When your signal track moves from the top layer to the bottom layer, the return current will want to move from one plane to the other (whichever is closest to the track). If these were both ground planes, then your second image would be fine. You can simply connect the two planes together with a via. But in your third image, you can't connect the two planes together with a via, because this is a short circuit.
If only there was some way to allow the high speed part of the return current to move from one plane to the other, without shorting out those planes. If only there was a component which conducted high speed signals, but blocked DC current.

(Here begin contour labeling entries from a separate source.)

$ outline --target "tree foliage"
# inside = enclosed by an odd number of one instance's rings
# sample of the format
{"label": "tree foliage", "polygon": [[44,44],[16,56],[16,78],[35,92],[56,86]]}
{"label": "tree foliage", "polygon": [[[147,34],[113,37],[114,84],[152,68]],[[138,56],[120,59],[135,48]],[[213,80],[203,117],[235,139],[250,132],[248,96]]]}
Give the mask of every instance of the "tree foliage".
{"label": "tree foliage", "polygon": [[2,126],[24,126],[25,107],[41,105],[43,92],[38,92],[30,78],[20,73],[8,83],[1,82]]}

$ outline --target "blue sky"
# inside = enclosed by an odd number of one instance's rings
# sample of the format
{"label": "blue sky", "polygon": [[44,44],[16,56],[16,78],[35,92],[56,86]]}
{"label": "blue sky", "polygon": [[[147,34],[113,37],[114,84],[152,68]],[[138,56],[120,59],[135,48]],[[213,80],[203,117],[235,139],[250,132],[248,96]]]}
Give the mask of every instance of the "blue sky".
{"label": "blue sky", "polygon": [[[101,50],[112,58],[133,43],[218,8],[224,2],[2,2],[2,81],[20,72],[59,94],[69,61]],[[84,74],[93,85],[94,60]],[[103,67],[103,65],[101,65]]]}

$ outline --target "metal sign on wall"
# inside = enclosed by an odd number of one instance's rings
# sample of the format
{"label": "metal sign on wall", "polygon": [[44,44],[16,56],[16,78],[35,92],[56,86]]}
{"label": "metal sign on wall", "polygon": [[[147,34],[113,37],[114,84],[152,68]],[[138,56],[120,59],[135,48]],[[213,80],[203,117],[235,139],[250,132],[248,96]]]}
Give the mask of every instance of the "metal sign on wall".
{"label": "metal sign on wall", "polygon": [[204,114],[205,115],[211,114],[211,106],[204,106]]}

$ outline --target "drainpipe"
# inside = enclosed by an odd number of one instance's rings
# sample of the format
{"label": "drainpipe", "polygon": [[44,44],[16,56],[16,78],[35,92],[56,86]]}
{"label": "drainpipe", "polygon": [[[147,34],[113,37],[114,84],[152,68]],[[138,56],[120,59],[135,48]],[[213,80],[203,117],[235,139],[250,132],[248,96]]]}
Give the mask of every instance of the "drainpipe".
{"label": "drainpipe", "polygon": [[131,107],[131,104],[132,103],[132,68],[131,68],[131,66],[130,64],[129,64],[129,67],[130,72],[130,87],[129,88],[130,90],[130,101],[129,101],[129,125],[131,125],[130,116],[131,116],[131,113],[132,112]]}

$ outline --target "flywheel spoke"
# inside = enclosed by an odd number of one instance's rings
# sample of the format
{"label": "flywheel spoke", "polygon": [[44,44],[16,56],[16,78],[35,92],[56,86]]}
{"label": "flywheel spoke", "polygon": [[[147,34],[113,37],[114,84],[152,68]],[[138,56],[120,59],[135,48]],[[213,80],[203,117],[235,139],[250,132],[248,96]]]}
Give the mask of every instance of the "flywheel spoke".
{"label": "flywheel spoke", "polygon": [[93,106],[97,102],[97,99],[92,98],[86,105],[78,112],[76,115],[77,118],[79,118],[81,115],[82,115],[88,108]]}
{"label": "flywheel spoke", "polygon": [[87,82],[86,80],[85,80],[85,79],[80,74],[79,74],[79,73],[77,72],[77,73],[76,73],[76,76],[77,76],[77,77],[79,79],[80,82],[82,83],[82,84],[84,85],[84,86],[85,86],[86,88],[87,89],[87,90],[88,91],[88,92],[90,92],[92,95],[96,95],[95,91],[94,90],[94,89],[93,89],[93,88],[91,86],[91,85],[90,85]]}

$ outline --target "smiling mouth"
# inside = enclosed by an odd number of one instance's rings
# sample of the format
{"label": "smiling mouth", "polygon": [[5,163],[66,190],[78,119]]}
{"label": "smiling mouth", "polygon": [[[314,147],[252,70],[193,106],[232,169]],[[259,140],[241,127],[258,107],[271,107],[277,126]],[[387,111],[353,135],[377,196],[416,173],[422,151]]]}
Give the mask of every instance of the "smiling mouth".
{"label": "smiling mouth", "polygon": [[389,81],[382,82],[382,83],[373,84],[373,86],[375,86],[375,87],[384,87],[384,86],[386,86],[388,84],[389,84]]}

Oh wait, there is. It's a capacitor!
The return current will flow along one plane, then, when the signal track changes layer, the return current will come up one via, through the capacitor, down the other via, into the other plane, and continue following the track.
In fact, this is exactly what the diagram shows in the yellow arrows.
Looks good and you may just get lucky with that layout.
Being an engineer, luck is usually not a method I rely on :-) So let me show you what I would do:
1) Define the PCB stackup. Looks like you are on a 4-layer stackup, but we need to know material and thickness of laminate/prepreg etc.
2) Calculate trace widths to give you 50R on all layers. Your traces looks wide, but you didn't give your stackup so they may be okay. I would worry a bit about crosstalk though if those traces really are 50R (because I then know that they are far from your reference plane, which increases crosstalk).
3) Engineer a great low impedance power delivery network (PDN). I read between the lines that you have two planes for power and ground - which is a really good idea. I would use my tool at pdntool.com to select the right capacitor combination. And use the knowledge that bypass capacitor location is fairly unimportant. So the caps would be placed last so the don't interfere with the routing.
4) Repeat this for your Vtt supply. The termination voltage is being constantly pulled in both directions, so it needs a low impedance as well. With DDR1 on a low layer count board, Vtt ripple is a common problem (and make sure Vref is not connected to Vtt!!!). This would usually require a Vtt island with sufficient bypass. Remember about half the ripple on Vtt will be present as noise on top of any input signal terminated to Vtt.
5) Do some quick IBIS simulations to find a trace separation that gives you acceptable crosstalk. Use Hyperlynx, SigXplorer or some such tool for this. Or get someone to do it for you.
6) Do your timing analysis to find the acceptable tolerance on trace length matching (don't overdo length matching - just keep within your calculated tolerance).
7) Document the above in a nice document and call a peer review - this is a great time to find errors. You could also post that here and ask for problems in your reasoning.
8) Enter everything as routing rules in your CAD tool and do that layout. Remember with a well engineered PDN and 50R on all layers your via count is irrelevant. Also if you just route your differential clock as two 50R traces of same length (within half a rise-time or so), you need not treat them special.
For inspiration you can also look at the layout examples on the JEDEC website.
Hope this helps - feel free to ask more questions.
Best Answer
If they are using two different reference planes they should not interfere with each other. If they are on opposite sides of the same ref plane same thing they should not interfere. What does your Stackup look like?